I think there is a danger that this is too blandly in agreement. Of 
course we agree with stuff about openness -- that's more than apparent 
from the site and the project.

> are confident that CKAN will be of significant benefit to all of the
> parties mentioned in the programme - from those involved in online
> teaching and learning to those in the cultural and heritage sector,
> from scholarly communities to those involved in the provision of
> library and information resources. It seems likely that the registry

This is important but perhaps we could give one or two specific 
examples. Perhaps give example of how someone looking for an open source 
package goes to freshmeat or goes to CPAN or to PyPI.

> will provide cost savings for organisations that would otherwise
> purchase knowledge packages, and will be of value to commercial
> organisations as well as the general public.

"purchasing knowledge packages."? I think this is perhaps pushing it but 
I'd be open to comments (perhaps I'm getting too english now).

> CKAN will be modular and well documented, so that it can be easily
> modified, built upon and integrated with existing applications and
> institutional resources. We hope it would be able to be used as an

Do we really say this? We could definitely say that it would be designed 
for customization for different areas -- e.g. geodata, chemistry etc.
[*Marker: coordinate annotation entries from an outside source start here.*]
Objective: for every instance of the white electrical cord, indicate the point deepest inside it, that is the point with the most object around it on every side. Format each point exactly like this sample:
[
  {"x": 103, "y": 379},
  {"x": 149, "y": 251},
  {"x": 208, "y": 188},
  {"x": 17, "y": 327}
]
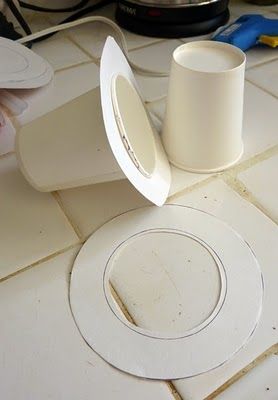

> integral component for automated knowledge-acquisition - such that
> content and data packages could be located and downloaded as can be
> currently done for software. Another vision would be one in which
> material discovered using CKAN could be dynamically explored and
> manipulated using, e.g., best-of-breed visualisation, text mining and
> statistical applications.
> 
> CKAN, or something like it, will constitute an important part of the
> infrastructure for open knowledge producers and users. We hope it
> will stimulate innovation and growth in the ecology of open content
> and data by facilitating re-use, re-combination and encouraging the
> creation of derivative works.

This is just a bit bland I feel. The creation of 'derivative' works. We 
need to be a bit punchier. We also need a really good ending para.